Leave it to a couple of old guys to remind us that sports can not only be a thing of beauty but also be enjoyed guilt-free and outside spectator-less bubbles. 카지노사이트 We needed some relief from the pandemic this year, and that’s exactly what Tom Brady and Phil Mickelson offered as the calendar flipped to 2021.

In February there was the 43-year-old Brady at the Super Bowl — again — but with a new team, the Tampa Bay Buccaneers, bullying the Kansas City Chiefs with pinpoint passing and outsize swagger. Sixty minutes of football later: Bucs 31, Chiefs 9, and Brady had earned his seventh championship ring.

It was a home game. Sort of.

But instead of a stadium packed with the Bucs’ faithful, it was played before a scaled-down crowd of around 25,000 — a third of them health care workers, which was both a fitting tribute to their heroics as well as a reminder that sports wer

Three months later, on a late May afternoon in South Carolina, Mickelson, 50, defied Father Time while hundreds of fans joyously marched alongside him on the final fairway of the P.G.A. Championship. So much for social distancing.

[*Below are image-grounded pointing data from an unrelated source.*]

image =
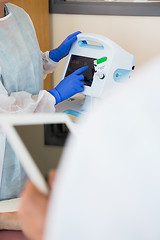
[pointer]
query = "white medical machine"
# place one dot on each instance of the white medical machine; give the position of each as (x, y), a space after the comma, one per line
(109, 65)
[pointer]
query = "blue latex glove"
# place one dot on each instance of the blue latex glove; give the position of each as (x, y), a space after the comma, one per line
(63, 50)
(69, 86)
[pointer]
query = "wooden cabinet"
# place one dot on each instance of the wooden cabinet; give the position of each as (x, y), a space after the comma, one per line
(39, 13)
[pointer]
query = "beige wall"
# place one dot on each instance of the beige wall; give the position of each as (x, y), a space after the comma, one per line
(138, 35)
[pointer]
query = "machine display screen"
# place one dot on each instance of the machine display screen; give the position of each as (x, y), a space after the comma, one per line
(78, 62)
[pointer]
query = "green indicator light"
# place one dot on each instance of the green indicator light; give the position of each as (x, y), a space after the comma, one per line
(101, 60)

Two putts later, Lefty, as Mickelson is known, became the oldest golfer to win one of golf’s four major tournaments.

“I’ve never had something like that,” said Mickelson of the rolling mosh pit that escorted him to the final hole. “It was a little bit unnerving but it was exceptionally awesome, too.”

We all could relate as sports lurched back to life through 2021 after games in 2020 were played in “bubbles” or canceled altogether. In February, the Australian Open took place under an extreme lockdown. By late August, the United States Open unspooled before packed houses.

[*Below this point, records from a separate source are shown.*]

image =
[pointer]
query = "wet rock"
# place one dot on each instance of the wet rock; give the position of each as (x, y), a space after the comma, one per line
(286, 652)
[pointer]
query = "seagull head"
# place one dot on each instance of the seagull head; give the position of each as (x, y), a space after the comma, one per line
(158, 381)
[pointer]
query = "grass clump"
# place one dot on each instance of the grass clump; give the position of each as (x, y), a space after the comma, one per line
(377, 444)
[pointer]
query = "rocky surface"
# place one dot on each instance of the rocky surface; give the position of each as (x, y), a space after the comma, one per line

The Covid-19 vaccination wars raged throughout the year. Depending on your point of view, superstars like Kyrie Irving (N.B.A.), Aaron Rodgers (N.F.L.) and Novak Djokovic (ATP) were either iconoclasts for refusing to get vaccinated or dire threats to public health. 바카라사이트

Naomi Osaka, 24, withdrew from the French Open after being fined $15,000 for skipping the news conference after her first-round victory. She was then threatened with the possibility of disqualification or suspension by all four Grand Slam tournaments if she continued to avoid the media.

Instead, she pushed back.

“I’ve often felt that people have no regard for athletes’ mental health and this rings very true whenever I see a press conference or partake in one,” she wrote in an Instagram post.

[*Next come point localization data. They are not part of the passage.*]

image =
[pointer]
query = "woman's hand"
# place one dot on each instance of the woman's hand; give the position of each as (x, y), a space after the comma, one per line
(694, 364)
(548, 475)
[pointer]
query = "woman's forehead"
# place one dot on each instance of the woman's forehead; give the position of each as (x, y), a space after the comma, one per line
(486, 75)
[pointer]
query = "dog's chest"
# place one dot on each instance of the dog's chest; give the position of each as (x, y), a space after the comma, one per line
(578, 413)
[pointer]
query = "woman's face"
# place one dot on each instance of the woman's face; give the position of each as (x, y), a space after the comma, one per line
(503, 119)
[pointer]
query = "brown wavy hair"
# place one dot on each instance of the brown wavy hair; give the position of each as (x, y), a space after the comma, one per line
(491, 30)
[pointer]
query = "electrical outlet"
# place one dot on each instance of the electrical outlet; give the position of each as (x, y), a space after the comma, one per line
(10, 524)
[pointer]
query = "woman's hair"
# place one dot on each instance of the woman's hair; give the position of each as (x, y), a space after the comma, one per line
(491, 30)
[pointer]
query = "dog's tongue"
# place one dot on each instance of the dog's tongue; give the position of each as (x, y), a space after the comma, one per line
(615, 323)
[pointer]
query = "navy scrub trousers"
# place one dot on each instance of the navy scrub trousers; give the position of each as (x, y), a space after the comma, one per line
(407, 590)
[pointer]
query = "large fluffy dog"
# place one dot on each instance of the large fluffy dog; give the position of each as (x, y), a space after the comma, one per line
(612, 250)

She earned the support of Serena Williams.

“Girl, do you. Your life is yours to live!” wrote Williams, who has won 23 Grand Slam singles titles.

So, Osaka, a four-time Grand Slam champion, skipped Wimbledon altogether. Her loss in the third round of the U.S. Open ended her chances to defend her 2020 title. 온라인카지노

Now what?

“Basically, I feel like I’m at this point where I’m trying to figure out what I want to do, and I honestly don’t know when I’m going to play my next tennis match,” a tearful Osaka said after the match.